Does the recovery and resilience plan represent a balanced response to the economic and social situation of Croatia?
The Croatian plan represents a comprehensive and adequately balanced response to the economic and social situation of Croatia, thereby contributing appropriately to all six pillars referred to in the RRF Regulation.
The plan features measures aimed at improving the employability of the most vulnerable persons through active labour market policies and measures on training and skills development. The Croatian plan also commits to increasing the adequacy and broadening the coverage of the key benefit designed to reduce poverty. The plan includes interventions that expand access to early childhood education and care and introduce social mentoring services targeting youth employment.
Territorial cohesion, in particular the accessibility and accessibility of less densely populated areas, is addressed through infrastructure projects in transport, electricity and water supply networks. Similarly, the plan envisages improvements in the healthcare system in terms of territorial coverage of primary healthcare, medicine availability and medical equipment requirements.
Do the reforms presented by Croatia effectively address a significant part of the country-specific recommendations issued to it in the context of the European Semester?
The Commission considers that the Croatian plan includes an extensive set of mutually reinforcing reforms and investments that contribute to effectively addressing all or a significant subset of the economic and social challenges outlined in the country-specific recommendations (CSRs) addressed to Croatia by the Council in the European Semester in 2019 and in 2020.
The plan includes reforms to improve the business environment, most notably by reducing the administrative burden and para-fiscal charges, and the removal of cumbersome regulatory requirements for professional services. Measures included in the plan also aim at improving corporate governance of State-owned enterprises and intensifying the sale of non-productive assets.
The challenges of the public administration are tackled through the introduction of new wage-setting and work models in the civil service, by incentivising the functional and actual merger of local government units and strengthening mechanisms for coordination and integration of public policies. The plan includes reforms to substantially increase the efficiency of the justice system through digitalisation and improved business processes, and measures to strengthen the prevention and sanctioning of corruption.

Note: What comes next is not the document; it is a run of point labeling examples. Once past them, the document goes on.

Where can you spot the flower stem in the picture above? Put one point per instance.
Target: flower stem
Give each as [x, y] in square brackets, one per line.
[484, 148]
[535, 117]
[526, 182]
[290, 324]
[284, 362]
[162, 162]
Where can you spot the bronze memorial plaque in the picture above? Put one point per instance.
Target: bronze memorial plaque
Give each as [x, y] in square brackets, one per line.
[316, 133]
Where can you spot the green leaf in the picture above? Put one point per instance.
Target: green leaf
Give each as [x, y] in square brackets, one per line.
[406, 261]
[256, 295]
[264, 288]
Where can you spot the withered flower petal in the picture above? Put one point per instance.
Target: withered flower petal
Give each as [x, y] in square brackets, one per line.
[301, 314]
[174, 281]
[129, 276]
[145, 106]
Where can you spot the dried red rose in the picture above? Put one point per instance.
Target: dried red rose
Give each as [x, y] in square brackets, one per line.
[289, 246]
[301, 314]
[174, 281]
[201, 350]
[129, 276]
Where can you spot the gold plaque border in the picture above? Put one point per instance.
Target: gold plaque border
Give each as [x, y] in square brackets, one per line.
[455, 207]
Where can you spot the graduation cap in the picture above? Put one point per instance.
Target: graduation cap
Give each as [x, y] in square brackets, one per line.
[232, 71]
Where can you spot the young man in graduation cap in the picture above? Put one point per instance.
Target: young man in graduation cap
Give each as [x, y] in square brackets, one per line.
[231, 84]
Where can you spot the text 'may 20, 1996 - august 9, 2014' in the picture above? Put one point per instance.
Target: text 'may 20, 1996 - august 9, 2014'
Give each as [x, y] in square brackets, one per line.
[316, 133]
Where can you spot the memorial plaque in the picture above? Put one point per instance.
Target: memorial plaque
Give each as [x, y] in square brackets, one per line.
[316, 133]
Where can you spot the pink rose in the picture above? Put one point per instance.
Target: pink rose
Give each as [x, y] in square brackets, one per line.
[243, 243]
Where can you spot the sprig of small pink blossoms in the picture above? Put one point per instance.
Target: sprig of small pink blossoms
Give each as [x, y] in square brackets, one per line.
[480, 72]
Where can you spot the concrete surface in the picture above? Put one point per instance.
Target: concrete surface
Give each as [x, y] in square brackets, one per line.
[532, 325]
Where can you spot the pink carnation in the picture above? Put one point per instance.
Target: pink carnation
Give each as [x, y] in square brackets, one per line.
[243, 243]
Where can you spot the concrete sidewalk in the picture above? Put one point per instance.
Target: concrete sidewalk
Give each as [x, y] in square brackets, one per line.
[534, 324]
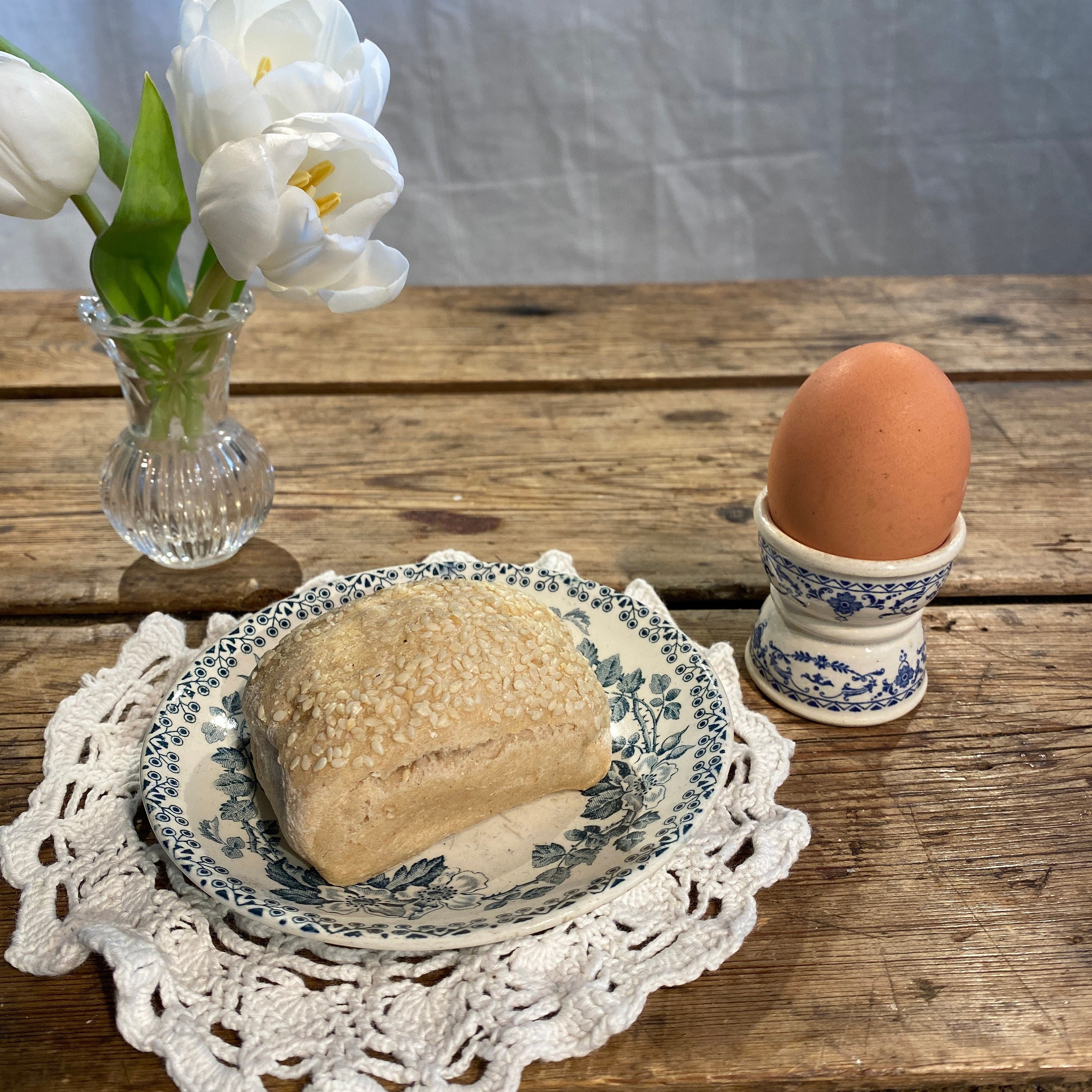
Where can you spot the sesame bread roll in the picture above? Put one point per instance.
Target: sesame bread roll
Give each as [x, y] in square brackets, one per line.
[416, 712]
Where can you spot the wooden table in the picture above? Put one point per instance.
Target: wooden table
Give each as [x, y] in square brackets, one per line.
[937, 931]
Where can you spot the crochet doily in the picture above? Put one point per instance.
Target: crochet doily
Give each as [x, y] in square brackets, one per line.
[224, 1001]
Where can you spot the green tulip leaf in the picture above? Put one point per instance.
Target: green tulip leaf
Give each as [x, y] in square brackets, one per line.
[224, 297]
[113, 151]
[132, 262]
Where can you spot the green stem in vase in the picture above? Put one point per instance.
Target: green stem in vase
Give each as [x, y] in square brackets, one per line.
[91, 213]
[210, 286]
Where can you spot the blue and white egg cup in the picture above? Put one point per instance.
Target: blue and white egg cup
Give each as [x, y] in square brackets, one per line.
[841, 640]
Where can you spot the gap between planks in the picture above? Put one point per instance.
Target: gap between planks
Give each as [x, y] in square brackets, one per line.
[606, 386]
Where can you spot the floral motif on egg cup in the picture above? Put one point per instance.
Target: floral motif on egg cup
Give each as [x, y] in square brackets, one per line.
[840, 640]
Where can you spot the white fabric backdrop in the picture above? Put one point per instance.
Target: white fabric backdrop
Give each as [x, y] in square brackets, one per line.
[673, 140]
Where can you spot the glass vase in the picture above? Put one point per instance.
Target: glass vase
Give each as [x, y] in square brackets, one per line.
[185, 484]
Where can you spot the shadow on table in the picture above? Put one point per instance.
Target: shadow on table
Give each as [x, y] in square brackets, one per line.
[260, 574]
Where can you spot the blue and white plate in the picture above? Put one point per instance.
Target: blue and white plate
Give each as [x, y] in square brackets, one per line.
[533, 867]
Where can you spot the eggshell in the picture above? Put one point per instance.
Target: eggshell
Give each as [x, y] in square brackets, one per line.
[872, 458]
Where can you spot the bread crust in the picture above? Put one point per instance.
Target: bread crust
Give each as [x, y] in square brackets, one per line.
[416, 712]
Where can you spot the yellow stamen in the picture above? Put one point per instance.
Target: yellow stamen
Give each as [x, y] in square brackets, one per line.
[321, 172]
[328, 203]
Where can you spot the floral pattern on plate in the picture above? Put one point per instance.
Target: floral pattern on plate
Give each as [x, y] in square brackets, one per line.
[671, 745]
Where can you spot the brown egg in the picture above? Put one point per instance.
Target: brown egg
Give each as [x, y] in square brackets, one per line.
[872, 457]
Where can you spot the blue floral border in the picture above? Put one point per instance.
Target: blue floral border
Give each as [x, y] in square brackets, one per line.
[851, 692]
[684, 666]
[846, 597]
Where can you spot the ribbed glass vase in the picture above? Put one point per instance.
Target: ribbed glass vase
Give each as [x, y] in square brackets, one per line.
[185, 484]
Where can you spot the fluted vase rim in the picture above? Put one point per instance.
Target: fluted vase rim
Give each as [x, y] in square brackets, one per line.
[94, 315]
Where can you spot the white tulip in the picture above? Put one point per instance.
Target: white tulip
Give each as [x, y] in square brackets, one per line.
[48, 146]
[244, 65]
[301, 202]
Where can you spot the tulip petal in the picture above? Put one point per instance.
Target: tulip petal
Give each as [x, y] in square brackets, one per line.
[217, 99]
[238, 198]
[306, 257]
[302, 87]
[285, 33]
[377, 277]
[367, 172]
[48, 146]
[338, 37]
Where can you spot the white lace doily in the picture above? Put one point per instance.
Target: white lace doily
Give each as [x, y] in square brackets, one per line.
[189, 974]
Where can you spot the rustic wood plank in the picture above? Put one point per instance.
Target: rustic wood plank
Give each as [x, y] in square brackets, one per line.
[936, 932]
[641, 483]
[562, 337]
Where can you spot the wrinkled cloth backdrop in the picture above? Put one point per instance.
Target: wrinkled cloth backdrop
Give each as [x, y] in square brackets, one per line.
[672, 140]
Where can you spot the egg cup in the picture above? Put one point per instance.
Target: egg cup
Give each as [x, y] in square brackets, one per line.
[840, 640]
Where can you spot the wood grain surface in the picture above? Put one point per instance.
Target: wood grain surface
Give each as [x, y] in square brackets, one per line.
[937, 931]
[606, 336]
[937, 926]
[657, 484]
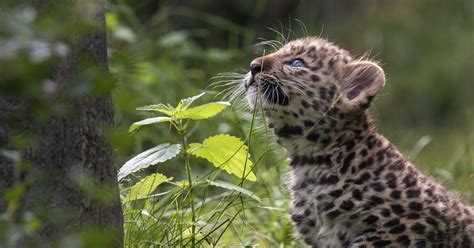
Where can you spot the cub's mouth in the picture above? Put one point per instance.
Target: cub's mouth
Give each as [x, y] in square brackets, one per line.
[267, 87]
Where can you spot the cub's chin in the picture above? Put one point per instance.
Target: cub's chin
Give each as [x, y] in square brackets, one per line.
[268, 92]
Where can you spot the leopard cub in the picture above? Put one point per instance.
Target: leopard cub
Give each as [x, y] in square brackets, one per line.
[349, 186]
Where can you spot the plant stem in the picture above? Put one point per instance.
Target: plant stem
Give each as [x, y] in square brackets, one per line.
[190, 182]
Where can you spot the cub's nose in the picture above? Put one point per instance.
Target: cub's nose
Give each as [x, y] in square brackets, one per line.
[261, 64]
[255, 67]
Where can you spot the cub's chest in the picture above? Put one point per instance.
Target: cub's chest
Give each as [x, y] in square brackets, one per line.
[314, 213]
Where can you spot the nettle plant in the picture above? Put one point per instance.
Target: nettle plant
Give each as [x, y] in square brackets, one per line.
[175, 217]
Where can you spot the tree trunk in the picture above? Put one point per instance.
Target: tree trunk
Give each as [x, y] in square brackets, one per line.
[70, 180]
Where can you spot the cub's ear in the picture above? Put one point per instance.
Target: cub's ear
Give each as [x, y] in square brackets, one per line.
[361, 82]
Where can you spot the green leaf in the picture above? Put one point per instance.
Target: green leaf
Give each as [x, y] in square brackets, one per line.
[186, 102]
[225, 152]
[155, 155]
[165, 109]
[148, 121]
[203, 111]
[237, 188]
[146, 186]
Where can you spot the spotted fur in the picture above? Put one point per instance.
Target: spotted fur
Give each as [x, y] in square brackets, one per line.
[349, 186]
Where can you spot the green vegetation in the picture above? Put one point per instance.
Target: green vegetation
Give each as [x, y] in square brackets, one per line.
[206, 171]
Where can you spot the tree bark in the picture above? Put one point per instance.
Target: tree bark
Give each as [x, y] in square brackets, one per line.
[71, 179]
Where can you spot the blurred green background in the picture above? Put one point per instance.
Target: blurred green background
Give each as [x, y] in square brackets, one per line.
[162, 51]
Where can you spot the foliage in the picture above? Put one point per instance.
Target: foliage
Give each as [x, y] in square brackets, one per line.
[161, 51]
[225, 152]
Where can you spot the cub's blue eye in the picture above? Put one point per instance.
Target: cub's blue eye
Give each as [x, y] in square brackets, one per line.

Reforms and investments are included to boost the skills of the workforce through strengthened active labour market policies, improved processes at the Public Employment Service and a reform of the labour law. The plan includes flagship reforms and investment in education through measures that update school curricula, increase access to early child education and care and the number of mandatory teaching hours.
The plan addresses social challenges by including measures aimed at improving the effectiveness and adequacy of the social safety net and the healthcare system. There are also reforms to boost research and innovation, introduce new models of urban mobility, decarbonise the economy, promote renewable energy and to mitigate the impact of climate change.